Aunque pueda parecer paradójico, esta espectacular naturaleza no ha sido especialmente generosa para el hombre en cuestiones culinarias. Entre los limitados ingredientes que ofrecen la isla y sus aguas, están el cordero, la trucha ártica, el salmón, el bacalao y el tiburón. Y es con este último con el que se elabora el que quizás sea el plato islandés más célebre, aunque seguro que no el más apetecible: el kæstur hákarl (tiburón fermentado), mal rebautizado como “podrido”. Convertido en todo un símbolo de una gastronomía que fue durante siglos de subsistencia y que hoy compite en la isla con las globalizadas hamburguesas y pizzas, para algunos islandeses es ya más una curiosidad del pasado que sirve de reclamo turístico que un plato a incluir en su dieta. Para otros, sin embargo, es un manjar que merece ser preservado y que consumen sobre todo en el Þorrablót, la fiesta que se celebra en el mes de Thorri del calendario islandés, que coincide con el final de enero y el comienzo de febrero.
Esta disparidad tiene su razón de ser en el peculiar olor a amoniaco que desprende el hákarl, y que se ve acompañado con un sabor cercano al de un queso muy, pero que muy fuerte. El chef y comunicador estadounidense Anthony Bourdain, acostumbrado a probarlo todo, se situó en el bando de los detractores. Tras comerlo por primera vez, afirmó rotundo que no habría una segunda. Ese aroma y gusto tan peculiares tienen una explicación. Para elaborar el hákarl, los islandeses utilizan ejemplares de tiburón de Groenlandia o boreal, cuyos grandes especímenes —pueden llegar a medir siete metros de longitud, pesar hasta 1.400 kilos y vivir cientos de años— viven en los mares que rodean la isla. Fermentar su carne es la única forma de comerla, ya que fresca es tóxica para el ser humano por su alto contenido en óxido de trimetilamina y urea.

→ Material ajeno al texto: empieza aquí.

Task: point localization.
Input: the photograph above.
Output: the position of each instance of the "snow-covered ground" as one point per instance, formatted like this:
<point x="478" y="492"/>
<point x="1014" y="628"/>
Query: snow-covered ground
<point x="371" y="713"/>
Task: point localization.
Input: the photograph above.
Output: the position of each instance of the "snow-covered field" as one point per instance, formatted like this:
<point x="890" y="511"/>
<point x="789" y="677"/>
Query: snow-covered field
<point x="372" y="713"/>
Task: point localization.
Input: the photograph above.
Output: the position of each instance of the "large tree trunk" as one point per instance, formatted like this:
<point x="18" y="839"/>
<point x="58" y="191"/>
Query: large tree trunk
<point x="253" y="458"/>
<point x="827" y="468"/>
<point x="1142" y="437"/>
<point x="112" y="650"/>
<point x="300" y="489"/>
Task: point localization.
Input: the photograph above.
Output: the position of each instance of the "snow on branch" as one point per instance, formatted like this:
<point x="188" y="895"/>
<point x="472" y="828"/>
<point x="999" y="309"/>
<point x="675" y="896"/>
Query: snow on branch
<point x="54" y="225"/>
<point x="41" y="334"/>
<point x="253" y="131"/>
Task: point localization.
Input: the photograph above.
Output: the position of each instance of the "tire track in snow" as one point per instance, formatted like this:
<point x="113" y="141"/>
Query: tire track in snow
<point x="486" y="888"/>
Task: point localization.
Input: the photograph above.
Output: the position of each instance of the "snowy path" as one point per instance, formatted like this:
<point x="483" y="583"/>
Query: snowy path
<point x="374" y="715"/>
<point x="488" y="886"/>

Para eliminar ambos componentes, antiguamente el tiburón se enterraba bajo grava y grandes piedras en zonas cercanas a la orilla. Así permanecían durante meses sometida a las bajas temperaturas del clima islandés hasta que era sacado y se dejaba al aire libre para terminar el proceso. Ahora este se ha modernizado y, tras dejar fermentar el animal troceado en contenedores durante meses, se lava y se cuelga en secaderos al aire libre durante otros cuatro o cinco meses más para que las piezas vayan perdiendo las toxinas. El resultado de este largo proceso de curación son pedazos de carne recubiertos, por un lado, de una fina capa de color marrón y, por otro, de la piel seca del tiburón, muy áspera por los dentículos dérmicos que la cubren. Ambas se retiran para llegar a la carne fermentada, que es de color blanco. Esta se suele trocear en taquitos (teningar en islandés) que, una vez envasados, se conservan en frío. No es complicado encontrar tarrinas en los supermercados de la isla. Entonces solo es necesario abrir el recipiente —no se cocina— para iniciar una experiencia gastronómica que aseguro que es inolvidable.
La primera vez que probé el hákarl —sí, lo confieso, he repetido— fue en Bjarnarhöfn, una granja remota en la península de Snæfellsness, a 165 kilómetros de la capital Reikiavik, que se ha convertido en un peculiar museo sobre la forma de elaborar este plato desde el siglo XVII. Por supuesto, ofrece degustaciones. Lo primero que se nota al acercarse un trozo de tiburón fermentado a la boca es su fuerte olor a amoniaco. Una vez en ella, este permanece e invita a tragarlo rápidamente, sin masticar. Sin embargo, los lugareños aseguran que hacerlo es un error y que lo mejor es saborearlo mientras los dientes dan buena cuenta de él. La textura no es desagradable. Al contrario, es similar a la de un pescado en salazón. Y mantenerlo unos instantes en la boca permite apreciar su intenso sabor acre, más soportable cuando se acompaña con pan de centeno o queso para suavizarlo. Para rematar la experiencia, un chupito de Brennivin, un aguardiente local de cerca de 40 grados que también es conocida como svarti dauði, literalmente, “muerte negra”. La mercadotecnia gastronómica no es el fuerte de los islandeses… o sí.